Through the continually expanding landscape of sensors and cognitive computing, manufacturers will be able to better understand the vehicle's issues, develop technology and recommend solutions, often times, without the driver bringing the vehicle in for servicing.

The personal car will continue to be a primary mode of transportation, as its convenience remains very attractive to consumers. However there is a shift underway in what it means to own a vehicle.

Of those surveyed, 42 percent would consider alternative ownership modes such as subscription pricing, while another 24 percent of respondents were very interested in fractional ownership of vehicles.

Thirty-nine percent of consumers would consider a car -sharing model and 36 percent surveyed would choose the on-demand ride sharing option.

Options for car sharing, on-demand ride sharing and peer-to-peer rental not only give consumers the convenience of using a car without owning, but also gives car owners the opportunity to receive a return on investment on their underutilized auto.
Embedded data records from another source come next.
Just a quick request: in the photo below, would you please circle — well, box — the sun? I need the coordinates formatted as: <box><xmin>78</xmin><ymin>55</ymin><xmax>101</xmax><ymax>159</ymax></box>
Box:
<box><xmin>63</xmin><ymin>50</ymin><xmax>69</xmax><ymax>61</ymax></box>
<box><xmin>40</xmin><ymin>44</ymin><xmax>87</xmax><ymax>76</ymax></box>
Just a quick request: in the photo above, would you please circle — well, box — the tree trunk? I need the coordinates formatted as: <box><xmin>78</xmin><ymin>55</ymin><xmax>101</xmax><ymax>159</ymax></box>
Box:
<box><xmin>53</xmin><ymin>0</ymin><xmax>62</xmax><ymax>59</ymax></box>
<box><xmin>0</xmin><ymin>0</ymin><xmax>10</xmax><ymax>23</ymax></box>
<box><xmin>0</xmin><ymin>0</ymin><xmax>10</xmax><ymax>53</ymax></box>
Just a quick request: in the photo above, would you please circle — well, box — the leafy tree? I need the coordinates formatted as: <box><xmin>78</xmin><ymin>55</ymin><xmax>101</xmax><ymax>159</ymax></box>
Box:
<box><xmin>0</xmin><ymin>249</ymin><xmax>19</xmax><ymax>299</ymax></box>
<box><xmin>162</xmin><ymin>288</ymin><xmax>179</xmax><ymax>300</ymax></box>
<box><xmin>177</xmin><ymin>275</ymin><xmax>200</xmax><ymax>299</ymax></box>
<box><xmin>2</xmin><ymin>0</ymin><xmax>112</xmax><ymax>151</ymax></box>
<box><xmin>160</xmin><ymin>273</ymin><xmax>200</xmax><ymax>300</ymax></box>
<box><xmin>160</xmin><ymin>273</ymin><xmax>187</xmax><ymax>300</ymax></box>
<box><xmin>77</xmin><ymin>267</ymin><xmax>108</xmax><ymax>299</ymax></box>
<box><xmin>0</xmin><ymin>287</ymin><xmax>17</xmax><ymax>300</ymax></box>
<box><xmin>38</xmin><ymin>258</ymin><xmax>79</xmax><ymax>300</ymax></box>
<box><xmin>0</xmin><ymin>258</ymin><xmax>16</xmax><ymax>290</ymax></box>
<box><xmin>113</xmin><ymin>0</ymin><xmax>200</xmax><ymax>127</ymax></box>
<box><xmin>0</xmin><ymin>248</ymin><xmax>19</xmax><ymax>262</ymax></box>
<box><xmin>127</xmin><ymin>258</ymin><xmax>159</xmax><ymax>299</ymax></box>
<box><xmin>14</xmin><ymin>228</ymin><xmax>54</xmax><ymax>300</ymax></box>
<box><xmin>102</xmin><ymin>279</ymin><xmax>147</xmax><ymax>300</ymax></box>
To compensate for consumer shifts in vehicle usage, automakers will need to develop new ownership models that meet consumer expectations and create alternative revenue-streams.

While globally 67 percent surveyed agreed that it is still important to buy a vehicle in person from a dealership, original equipment manufactures (OEMs) and online brokers are empowering consumers to make smarter purchasing decisions.

Forty-six percent of consumers said they would be very interested in purchasing online from an OEM and 38 percent would purchase online from third-party broker, if offered.

To remain a trusted source in the retail chain, the study recommends automakers transform the buying experience with analytics and social media analysis to create more highly personalized interactions with potential customers.